Another day, another personal award for Kentucky freshman Anthony Davis.
This one came with a pretty sweet team trophy as well.
Davis, despite making just one field goal, was named Most Outstanding Player after Kentucky beat Kansas to win the national title on Monday night.
The 6-foot-10 forward, who is likely to go pro after winning most of the country's player of the year awards, had six points in the 67-59 win but filled the rest of the stat sheet with 16 rebounds, five assists, six blocks and three steals.
"He's terrific," said Kansas coach Bill Self, who also saw Davis play Nov. 15 when his team lost to Kentucky at Madison Square Garden in both teams' second game of the season.
Thomas Robinson, the All-American forward for Kansas who made headlines a day before the national championship game when he said Davis was just a player, not Superman, stuck to his guns on Monday even as he lauded the Kentucky star for his impact on the outcome.
"I still don't think he's Superman.

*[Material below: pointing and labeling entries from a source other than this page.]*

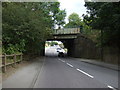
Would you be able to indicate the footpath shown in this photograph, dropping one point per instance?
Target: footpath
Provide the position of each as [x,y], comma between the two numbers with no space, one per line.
[102,64]
[24,77]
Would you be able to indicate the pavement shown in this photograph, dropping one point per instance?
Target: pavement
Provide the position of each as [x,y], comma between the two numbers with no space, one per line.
[24,77]
[57,72]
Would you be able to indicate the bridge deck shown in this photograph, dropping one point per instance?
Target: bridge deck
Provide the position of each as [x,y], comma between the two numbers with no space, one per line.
[67,31]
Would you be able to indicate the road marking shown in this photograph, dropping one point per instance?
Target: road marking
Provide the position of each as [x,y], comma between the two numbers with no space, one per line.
[111,87]
[85,73]
[59,59]
[70,65]
[62,61]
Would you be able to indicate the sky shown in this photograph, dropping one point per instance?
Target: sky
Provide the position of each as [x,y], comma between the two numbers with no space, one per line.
[71,6]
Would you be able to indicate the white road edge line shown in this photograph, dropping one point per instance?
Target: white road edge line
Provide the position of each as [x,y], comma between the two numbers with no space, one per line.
[62,61]
[85,73]
[59,59]
[111,87]
[70,65]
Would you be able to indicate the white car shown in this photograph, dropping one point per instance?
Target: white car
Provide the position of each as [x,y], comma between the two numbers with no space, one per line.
[61,52]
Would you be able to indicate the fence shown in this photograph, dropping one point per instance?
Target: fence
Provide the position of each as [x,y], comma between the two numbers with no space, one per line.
[12,60]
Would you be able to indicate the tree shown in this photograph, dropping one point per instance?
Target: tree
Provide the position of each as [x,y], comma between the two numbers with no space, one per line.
[105,16]
[26,26]
[74,20]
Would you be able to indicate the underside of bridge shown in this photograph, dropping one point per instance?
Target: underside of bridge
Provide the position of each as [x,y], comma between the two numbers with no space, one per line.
[79,47]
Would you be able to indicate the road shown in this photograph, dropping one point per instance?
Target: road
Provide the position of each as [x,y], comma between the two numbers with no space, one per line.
[65,73]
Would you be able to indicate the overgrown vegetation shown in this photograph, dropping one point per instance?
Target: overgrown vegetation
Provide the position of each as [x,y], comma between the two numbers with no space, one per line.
[105,16]
[26,26]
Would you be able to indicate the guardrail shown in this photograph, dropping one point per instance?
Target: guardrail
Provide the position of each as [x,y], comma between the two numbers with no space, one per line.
[67,31]
[13,61]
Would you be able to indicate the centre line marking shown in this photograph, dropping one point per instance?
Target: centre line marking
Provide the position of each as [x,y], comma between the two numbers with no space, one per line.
[85,73]
[70,65]
[111,87]
[59,59]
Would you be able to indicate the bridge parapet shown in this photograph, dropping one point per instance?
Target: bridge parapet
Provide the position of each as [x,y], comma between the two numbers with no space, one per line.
[67,31]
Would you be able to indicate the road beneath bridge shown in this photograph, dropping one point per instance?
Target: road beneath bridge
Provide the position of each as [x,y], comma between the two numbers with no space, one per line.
[62,73]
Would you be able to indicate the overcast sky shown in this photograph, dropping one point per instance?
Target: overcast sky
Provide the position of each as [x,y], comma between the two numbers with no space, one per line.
[71,6]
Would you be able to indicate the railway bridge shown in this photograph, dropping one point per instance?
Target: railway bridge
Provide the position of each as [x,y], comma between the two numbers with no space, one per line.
[77,44]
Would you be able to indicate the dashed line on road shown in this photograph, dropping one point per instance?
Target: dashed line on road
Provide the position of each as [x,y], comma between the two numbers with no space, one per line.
[70,65]
[84,73]
[111,87]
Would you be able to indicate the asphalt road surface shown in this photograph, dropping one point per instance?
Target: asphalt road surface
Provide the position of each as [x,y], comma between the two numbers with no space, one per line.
[69,73]
[65,72]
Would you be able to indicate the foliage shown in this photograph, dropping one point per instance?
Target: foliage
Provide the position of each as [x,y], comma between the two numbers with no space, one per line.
[74,21]
[27,25]
[105,16]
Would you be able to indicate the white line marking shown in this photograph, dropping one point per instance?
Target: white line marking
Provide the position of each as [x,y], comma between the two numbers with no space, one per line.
[70,65]
[111,87]
[59,59]
[62,61]
[85,73]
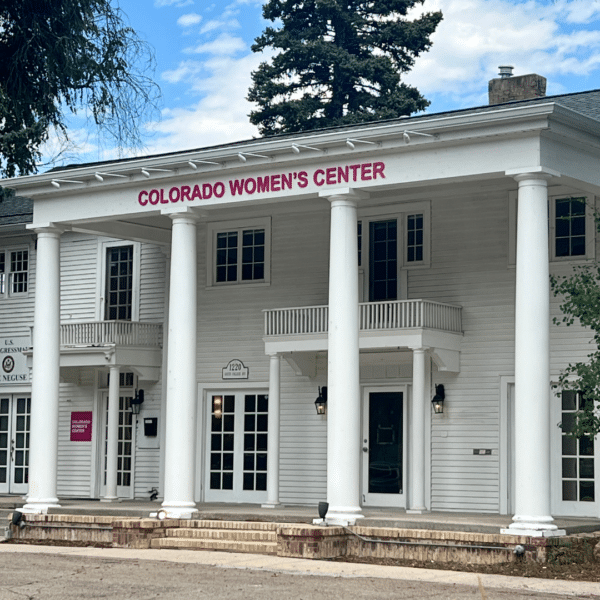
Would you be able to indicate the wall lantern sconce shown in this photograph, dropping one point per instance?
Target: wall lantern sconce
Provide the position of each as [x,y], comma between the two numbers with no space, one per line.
[321,401]
[438,399]
[136,402]
[218,406]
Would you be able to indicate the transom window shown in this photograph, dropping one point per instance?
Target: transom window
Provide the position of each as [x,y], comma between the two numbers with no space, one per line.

Just a great player," said Robinson, who scored 18. "He's not Superman. I mean, I didn't mean anything disrespectful by it. As a competitor, I'm not going to sit here and give all my praise to another player I got to go against. Like I say, Anthony is a great player. You see he impacted the game without even scoring today. That's just what he does."
Davis' only field goal of the game came on a jumper from the left side late in the second half to give Kentucky a 15-point lead. Kansas followed with a 13-3 run and got within 62-57 on Robinson's free throws with 1:37 remaining, but the rally fell short.
The shot Davis hit -- maybe the last in his college career -- "was one of the biggest baskets of the game," Self said.
Afterward, Davis said he hasn't decided whether or not to declare for the NBA Draft or remain at Kentucky, where head coach John Calipari would sure like to have him back.
"We have until April 29th to decide," said Davis. "I'm going to wait, sit down with my coach, sit down with my family, see what the best decision is for me."
It's probably safe to guess where Kansas, and the rest of college basketball's best teams, hope he lands: in a suit and tie as an NBA lottery pick.